Purtroppo loro vanno avanti a testa bassa su un disegno che
porta i pieni poteri nelle mani dell’esecutivo”, ha aggiunto
per poi annunciare: “Ci batteremo in Aula 28, 29, 3o. Faremo
un duro ostruzionismo e poi quel confronto passera’ nel
Paese”.
“Ieri Giorgetti in Consiglio
dei ministri ha dato numeri e perimetri diversi da quelli
che la maggioranza aveva approvato. Noi denunciamo la
mancanza di una legge di contabilita’ di cui il Paese e’
sprovvisto da quando c’e’ stata la modifica del ciclo di
bilancio in Europa. E’ una contestazione che manteniamo
ancora alta. Ora aspettiamo la Manovra che chissa’ in quale
stanza stanno scrivendo. Il Consiglio dei ministri ieri ha
licenziato il frontespizio della Manovra e le slide per i
telegiornali e per i giornali”, ma “non c’e’ la Manovra,
speriamo che la stiano scrivendo in Aule della Repubblica
italiana”, ha detto il presidente dei senatori del Pd,
Francesco BOCCIA, al termine della conferenza dei
capigruppo. “Il grado di infiltrazione dei gruppi di
interessi in questi ultimi mesi e’ sempre piu’ alto ed e’

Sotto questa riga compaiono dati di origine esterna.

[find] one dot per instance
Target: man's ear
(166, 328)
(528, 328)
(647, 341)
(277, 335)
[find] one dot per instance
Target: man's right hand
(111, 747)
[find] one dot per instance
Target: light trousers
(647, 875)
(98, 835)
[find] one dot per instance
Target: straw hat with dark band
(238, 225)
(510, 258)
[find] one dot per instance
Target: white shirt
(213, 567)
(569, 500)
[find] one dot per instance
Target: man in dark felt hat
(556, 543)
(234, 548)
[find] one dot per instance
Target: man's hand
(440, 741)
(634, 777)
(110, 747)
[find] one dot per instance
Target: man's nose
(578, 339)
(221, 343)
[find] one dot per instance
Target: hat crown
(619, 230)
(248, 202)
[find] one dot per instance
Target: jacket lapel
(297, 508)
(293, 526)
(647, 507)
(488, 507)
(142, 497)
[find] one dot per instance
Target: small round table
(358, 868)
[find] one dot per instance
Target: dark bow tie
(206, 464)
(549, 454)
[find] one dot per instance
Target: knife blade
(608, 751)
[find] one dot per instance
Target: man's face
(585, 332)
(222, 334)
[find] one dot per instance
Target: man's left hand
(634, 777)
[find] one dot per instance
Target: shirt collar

sempre piu’ evidente che e’ una manovra non fatta in
Consiglio dei ministri, e’ una manovra a forte rischio”, ha
concluso.
Con M5s, Avs e Italia viva
“abbiamo chiesto l’inserimento all’ordine del giorno” della
mozione per “il riconoscimento dello Stato di Palestina, ma
il governo e’ missing, come il voto. E noi a questo
aggiungeremo l’adeguamento del curriculum giudiziario di
Netanyahu e dei suoi ministri Smotrich e Ben-Gvir, fermo al
2024. Ricordo a tutti noi che le richieste della Corte
penale internazionale fanno riferimento ai crimini
antecedenti i massacri di cui stiamo discutendo oggi,
genocidio compreso. Quindi, l’abbiamo detto oggi e stiamo
raccogliendo le firme, all’attenzione del Parlamento una
mozione che aggiorna, purtroppo, il loro triste curriculum e
poi chiederemo al Parlamento, perche’ c’e’ una procedura ad
hoc, di votarla e di trasmettere alla Corte penale
internazionale la richiesta di adeguamento di quel profilo
che non si cancella, certo, per la richiesta di grazia per
gli atti di corruzione fatta da Trump”, ha detto il
presidente dei senatori del Pd, Francesco BOCCIA, al termine
della conferenza dei capigruppo. Trump “non mi pare sia il
nuovo diritto internazionale. Noi crediamo ancora che il
diritto internazionale esista”, ha concluso.